Job boards commonly surface only a title, company, and a few tags on the listings index, leaving the full role description and requirements on a separate detail page. Crawling both pages produces complete records that remain useful for search, alerts, and analysis.

Scrapy fits this pattern by extracting each detail URL from the listing response and scheduling follow-up requests via response.follow(). Each detail response is parsed by a dedicated callback that yields one structured item, while the listing callback continues walking pagination until the next-page link disappears.

Markup and URL structures change frequently on job boards, and many sites use relative links or multiple hostnames (for example www and jobs).

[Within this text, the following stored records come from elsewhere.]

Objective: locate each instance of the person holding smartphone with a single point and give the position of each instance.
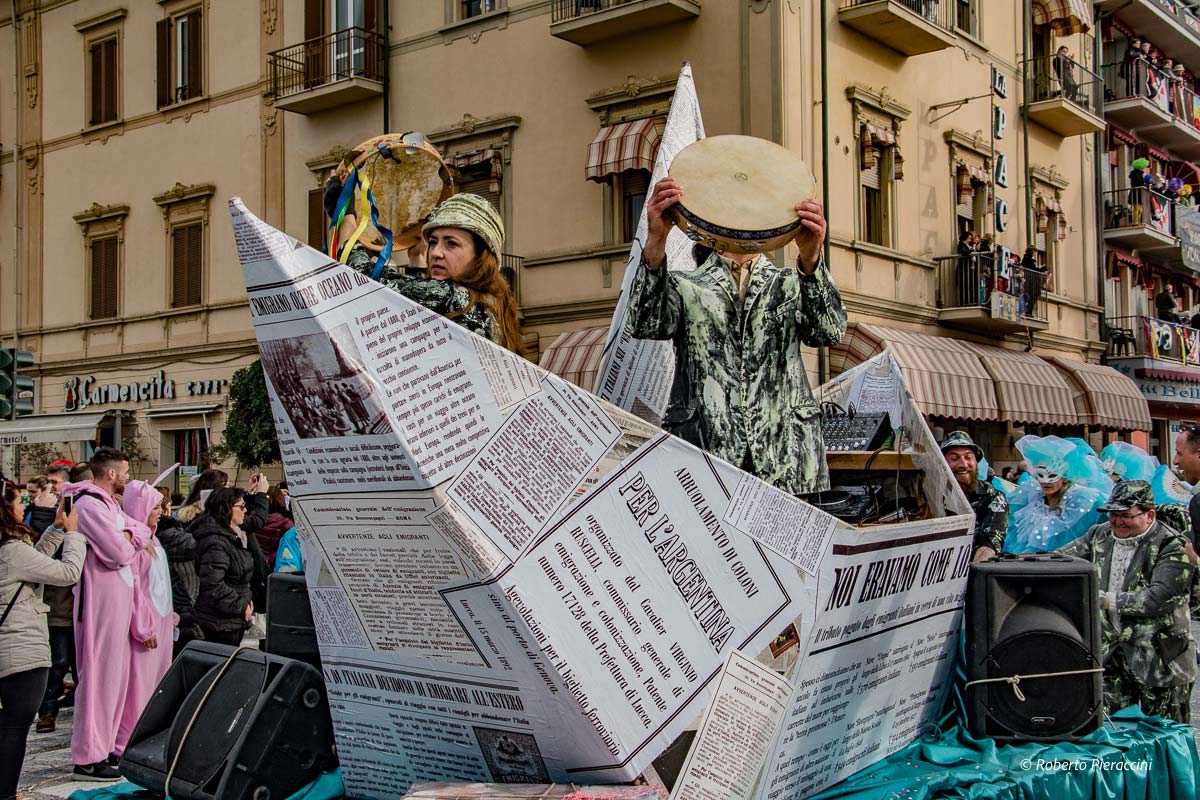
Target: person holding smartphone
(226, 567)
(25, 656)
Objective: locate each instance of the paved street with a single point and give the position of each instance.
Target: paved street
(48, 764)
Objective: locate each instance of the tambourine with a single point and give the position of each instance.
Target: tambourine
(739, 193)
(407, 178)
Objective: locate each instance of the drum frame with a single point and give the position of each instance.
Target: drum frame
(727, 240)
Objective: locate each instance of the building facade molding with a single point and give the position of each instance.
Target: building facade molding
(100, 20)
(97, 212)
(180, 193)
(864, 98)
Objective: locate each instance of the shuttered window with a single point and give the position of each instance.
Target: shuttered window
(478, 179)
(179, 66)
(186, 265)
(876, 186)
(634, 185)
(103, 277)
(103, 82)
(318, 223)
(475, 7)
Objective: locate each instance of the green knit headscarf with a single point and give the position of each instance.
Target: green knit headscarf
(469, 212)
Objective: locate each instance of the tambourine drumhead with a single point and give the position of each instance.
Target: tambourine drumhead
(406, 186)
(739, 192)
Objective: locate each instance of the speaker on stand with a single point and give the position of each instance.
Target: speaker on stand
(259, 727)
(1026, 615)
(291, 631)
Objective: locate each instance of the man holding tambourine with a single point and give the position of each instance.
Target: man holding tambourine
(737, 322)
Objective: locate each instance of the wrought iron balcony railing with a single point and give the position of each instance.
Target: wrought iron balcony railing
(341, 55)
(969, 281)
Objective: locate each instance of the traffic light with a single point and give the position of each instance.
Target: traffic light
(16, 390)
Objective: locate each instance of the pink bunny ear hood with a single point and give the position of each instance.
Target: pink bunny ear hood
(138, 500)
(72, 488)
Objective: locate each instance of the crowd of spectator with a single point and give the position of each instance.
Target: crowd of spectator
(102, 584)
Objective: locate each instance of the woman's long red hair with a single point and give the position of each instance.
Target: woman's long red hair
(487, 286)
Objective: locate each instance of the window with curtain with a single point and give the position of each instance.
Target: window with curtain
(186, 265)
(179, 58)
(103, 276)
(103, 80)
(876, 187)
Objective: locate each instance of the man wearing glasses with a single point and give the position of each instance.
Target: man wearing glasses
(1145, 573)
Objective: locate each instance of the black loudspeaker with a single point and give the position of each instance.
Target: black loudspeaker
(1033, 614)
(289, 627)
(263, 733)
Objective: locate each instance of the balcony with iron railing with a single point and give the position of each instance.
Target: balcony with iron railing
(1139, 218)
(510, 269)
(972, 293)
(1141, 97)
(1173, 26)
(1063, 95)
(911, 26)
(1143, 342)
(587, 22)
(339, 68)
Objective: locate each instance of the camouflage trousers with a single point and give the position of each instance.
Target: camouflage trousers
(1121, 690)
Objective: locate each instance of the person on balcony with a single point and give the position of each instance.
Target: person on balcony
(1033, 277)
(1132, 65)
(967, 272)
(1137, 188)
(1167, 305)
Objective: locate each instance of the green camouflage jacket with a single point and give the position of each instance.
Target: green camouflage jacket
(442, 296)
(741, 390)
(991, 516)
(1151, 620)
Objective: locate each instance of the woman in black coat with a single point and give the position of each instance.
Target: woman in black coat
(226, 569)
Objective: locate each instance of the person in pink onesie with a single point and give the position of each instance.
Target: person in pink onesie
(103, 613)
(154, 623)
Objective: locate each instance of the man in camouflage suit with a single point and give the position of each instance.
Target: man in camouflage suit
(989, 504)
(737, 324)
(1145, 573)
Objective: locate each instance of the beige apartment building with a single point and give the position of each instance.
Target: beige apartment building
(126, 125)
(921, 119)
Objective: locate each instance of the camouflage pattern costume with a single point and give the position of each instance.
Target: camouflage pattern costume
(741, 390)
(441, 296)
(991, 516)
(1149, 655)
(989, 504)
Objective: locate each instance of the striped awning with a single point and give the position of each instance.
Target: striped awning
(946, 378)
(575, 356)
(625, 145)
(1104, 396)
(1063, 16)
(1027, 388)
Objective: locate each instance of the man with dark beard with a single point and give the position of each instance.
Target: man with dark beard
(989, 504)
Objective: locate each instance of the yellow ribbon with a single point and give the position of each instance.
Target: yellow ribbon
(364, 217)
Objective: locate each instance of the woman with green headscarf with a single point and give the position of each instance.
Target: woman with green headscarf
(465, 236)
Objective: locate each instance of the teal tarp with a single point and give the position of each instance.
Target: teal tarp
(327, 787)
(1135, 758)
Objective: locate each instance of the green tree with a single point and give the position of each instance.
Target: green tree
(250, 428)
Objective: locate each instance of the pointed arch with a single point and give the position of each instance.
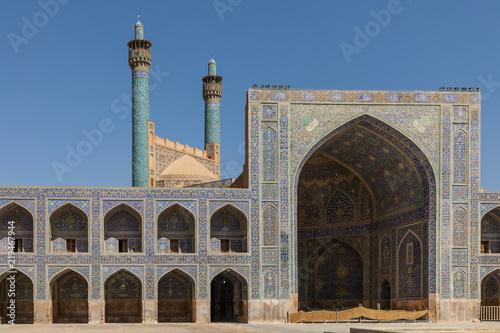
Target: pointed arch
(69, 230)
(176, 291)
(410, 266)
(176, 230)
(70, 294)
(425, 207)
(270, 284)
(123, 297)
(66, 271)
(385, 254)
(228, 230)
(270, 226)
(385, 289)
(490, 289)
(459, 283)
(229, 297)
(490, 231)
(123, 230)
(23, 228)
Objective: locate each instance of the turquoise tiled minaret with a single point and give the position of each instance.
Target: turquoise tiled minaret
(139, 59)
(212, 93)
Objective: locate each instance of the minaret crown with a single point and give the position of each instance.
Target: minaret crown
(139, 30)
(212, 67)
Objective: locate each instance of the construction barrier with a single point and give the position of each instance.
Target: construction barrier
(345, 315)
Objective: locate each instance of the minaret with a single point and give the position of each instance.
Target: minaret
(139, 59)
(212, 93)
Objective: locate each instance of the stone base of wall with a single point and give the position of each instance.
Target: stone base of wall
(202, 311)
(459, 310)
(268, 311)
(149, 312)
(96, 312)
(43, 312)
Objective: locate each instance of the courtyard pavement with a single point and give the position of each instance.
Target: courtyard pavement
(257, 328)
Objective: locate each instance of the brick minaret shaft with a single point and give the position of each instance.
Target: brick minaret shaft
(139, 59)
(212, 93)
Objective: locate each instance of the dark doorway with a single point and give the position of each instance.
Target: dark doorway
(385, 296)
(123, 299)
(229, 298)
(70, 299)
(222, 303)
(175, 297)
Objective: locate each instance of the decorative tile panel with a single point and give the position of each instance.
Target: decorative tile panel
(459, 193)
(459, 257)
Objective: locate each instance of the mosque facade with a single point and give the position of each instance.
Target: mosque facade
(346, 198)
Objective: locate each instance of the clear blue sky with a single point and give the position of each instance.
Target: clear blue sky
(67, 74)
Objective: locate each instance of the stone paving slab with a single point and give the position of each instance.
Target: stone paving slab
(260, 328)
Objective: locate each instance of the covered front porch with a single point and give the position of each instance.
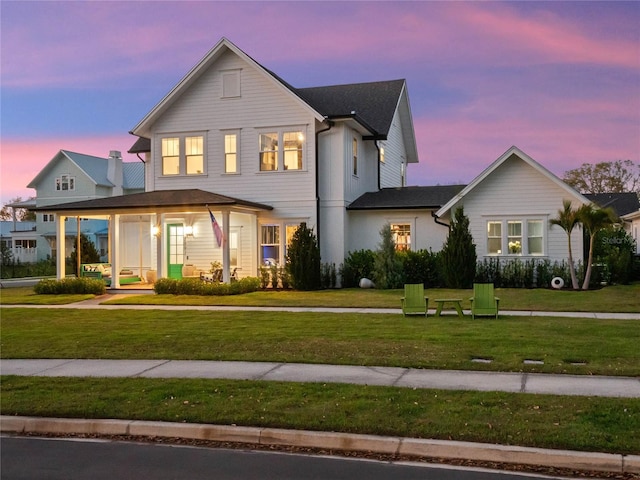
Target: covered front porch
(169, 234)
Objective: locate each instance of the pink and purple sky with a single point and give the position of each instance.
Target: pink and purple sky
(560, 80)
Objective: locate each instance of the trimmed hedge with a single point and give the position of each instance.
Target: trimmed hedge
(194, 286)
(70, 285)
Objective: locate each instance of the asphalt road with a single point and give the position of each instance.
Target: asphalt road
(70, 459)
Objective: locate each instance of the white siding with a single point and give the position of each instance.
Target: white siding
(515, 191)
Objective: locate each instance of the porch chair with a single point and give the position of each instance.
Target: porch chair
(484, 302)
(414, 302)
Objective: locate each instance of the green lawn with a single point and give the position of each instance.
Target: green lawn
(608, 347)
(619, 298)
(544, 421)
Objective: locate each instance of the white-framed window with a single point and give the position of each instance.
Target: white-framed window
(535, 236)
(183, 155)
(171, 156)
(401, 233)
(194, 152)
(516, 236)
(231, 84)
(354, 153)
(494, 238)
(231, 152)
(65, 182)
(289, 157)
(270, 245)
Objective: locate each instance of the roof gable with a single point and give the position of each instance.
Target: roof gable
(95, 168)
(224, 45)
(513, 151)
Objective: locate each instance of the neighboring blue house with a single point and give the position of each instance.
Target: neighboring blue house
(70, 177)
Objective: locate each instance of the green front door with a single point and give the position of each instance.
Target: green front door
(175, 237)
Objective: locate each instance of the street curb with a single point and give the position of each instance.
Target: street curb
(592, 461)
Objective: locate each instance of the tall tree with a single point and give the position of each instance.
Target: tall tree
(605, 177)
(568, 219)
(459, 255)
(593, 220)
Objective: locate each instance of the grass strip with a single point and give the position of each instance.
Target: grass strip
(565, 345)
(618, 298)
(545, 421)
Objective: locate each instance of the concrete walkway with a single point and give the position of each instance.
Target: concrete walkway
(295, 372)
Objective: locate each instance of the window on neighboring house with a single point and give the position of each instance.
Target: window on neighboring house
(231, 84)
(494, 238)
(231, 153)
(401, 236)
(535, 235)
(268, 152)
(354, 151)
(194, 151)
(171, 156)
(514, 237)
(292, 142)
(270, 244)
(65, 182)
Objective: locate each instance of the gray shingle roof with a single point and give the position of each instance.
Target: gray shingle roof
(406, 197)
(374, 103)
(621, 203)
(158, 199)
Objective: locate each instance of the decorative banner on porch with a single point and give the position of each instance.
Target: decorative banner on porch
(217, 231)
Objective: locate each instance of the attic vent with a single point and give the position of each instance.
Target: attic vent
(231, 84)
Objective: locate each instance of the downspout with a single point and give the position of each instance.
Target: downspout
(435, 219)
(330, 123)
(375, 142)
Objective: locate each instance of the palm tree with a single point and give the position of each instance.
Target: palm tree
(567, 219)
(594, 219)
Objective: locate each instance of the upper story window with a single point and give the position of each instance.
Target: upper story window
(401, 235)
(231, 84)
(183, 155)
(65, 182)
(354, 151)
(231, 153)
(274, 158)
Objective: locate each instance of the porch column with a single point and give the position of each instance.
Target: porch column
(114, 222)
(226, 257)
(60, 244)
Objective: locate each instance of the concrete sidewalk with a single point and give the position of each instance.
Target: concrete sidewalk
(601, 386)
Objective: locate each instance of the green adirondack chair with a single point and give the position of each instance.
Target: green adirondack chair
(414, 302)
(484, 302)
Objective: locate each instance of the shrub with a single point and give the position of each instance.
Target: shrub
(459, 254)
(70, 286)
(303, 259)
(193, 286)
(421, 266)
(387, 267)
(357, 265)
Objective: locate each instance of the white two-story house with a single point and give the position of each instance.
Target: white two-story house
(234, 142)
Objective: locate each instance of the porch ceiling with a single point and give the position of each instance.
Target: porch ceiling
(156, 202)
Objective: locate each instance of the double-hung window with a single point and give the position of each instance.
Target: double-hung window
(231, 153)
(281, 150)
(515, 237)
(183, 155)
(401, 233)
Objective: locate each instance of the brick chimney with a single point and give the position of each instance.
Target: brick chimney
(114, 171)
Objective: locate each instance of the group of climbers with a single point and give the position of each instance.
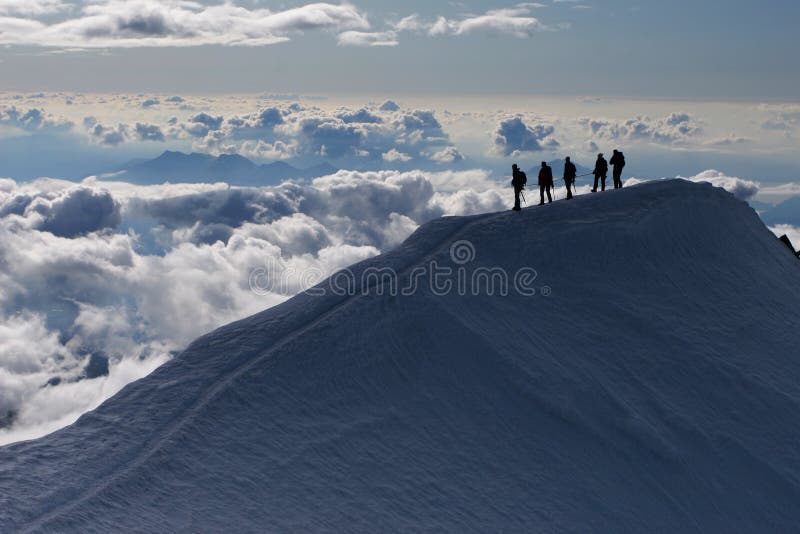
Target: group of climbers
(546, 182)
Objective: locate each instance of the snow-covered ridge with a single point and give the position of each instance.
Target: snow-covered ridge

Keep the crawl constrained to the intended domain, normalize text to remove noisy whitespace, throttle requests to avoid rate limiting, and expect JavaScript-rendered descriptions to require an underlying API endpoint rather than HTML parsing.

Steps to scrape job listings with detail pages in Scrapy:

  1. Generate a spider for the job board domain.
    $ scrapy genspider jobs app.internal.example
    Created spider 'jobs' using template 'basic' in module:
      job_board.spiders.jobs
  2. Open the spider file for editing.
    $ vi job_board/spiders/jobs.py
  3. Replace the spider code with a two-stage crawl that follows each job card link.
    import scrapy
     
     
    def join_clean_text(texts):
        parts = []
        for text in texts:
            cleaned = text.strip()
            if cleaned:
                parts.append(cleaned)
        return " ".join(parts)
     
     
    class JobsSpider(scrapy.Spider):
        name = "jobs"
        allowed_domains = ["app.internal.example"]
        start_urls = ["http://app.internal.example:8000/jobs/"]
     
        custom_settings = {
            "DOWNLOAD_DELAY": 1.0,
            "CONCURRENT_REQUESTS_PER_DOMAIN": 2,
        }
     
        def parse(self, response):
            for card in response.css("article.job"):
                detail_href = card.css("a::attr(href)").get()
                if not detail_href:
                    continue
                yield response.follow(detail_href, callback=self.parse_job)
     
            next_href = response.css("a.next::attr(href)").get()
            if next_href:
                yield response.follow(next_href, callback=self.parse)
     
        def parse_job(self, response):
            description = join_clean_text(
                response.css("div.job-description ::text").getall()
            )
            yield {
                "title": response.css("h1::text").get(default="").strip(),
                "team": response.css(".team::text").get(default="").strip(),
                "location": response.css(".location::text").get(default="").strip(),
                "description": description,
                "url": response.url,
            }

    response.follow() resolves relative href values against the current page URL.

  4. Update allowed_domains to match the target job board hostname.

    Include the exact host used in start_urls, including subdomains such as jobs.example.com.

  5. Update start_urls to the job listing index page.
  6. Update the CSS selectors for listing cards, pagination, detail fields.
  7. Run the spider with JSON feed export enabled.
    $ scrapy crawl jobs -O jobs.json
    2026-01-01 09:46:44 [scrapy.extensions.feedexport] INFO: Stored json feed (2 items) in: jobs.json

    Aggressive crawl rates can trigger temporary blocks, CAPTCHAs, or IP bans on job boards.

  8. Print one exported record to confirm the detail fields were scraped.
    $ python3 - <<'PY'
    import json
    
    with open("jobs.json", "r", encoding="utf-8") as f:
        items = json.load(f)
    
    item = items[0]
    print(item.get("title", ""))
    print(item.get("team", ""))
    print(item.get("location", ""))
    print(item.get("url", ""))
    print(len(item.get("description", "")))
    PY
    Site Reliability Engineer
    Infrastructure
    Remote
    http://app.internal.example:8000/jobs/site-reliability-engineer.html
    57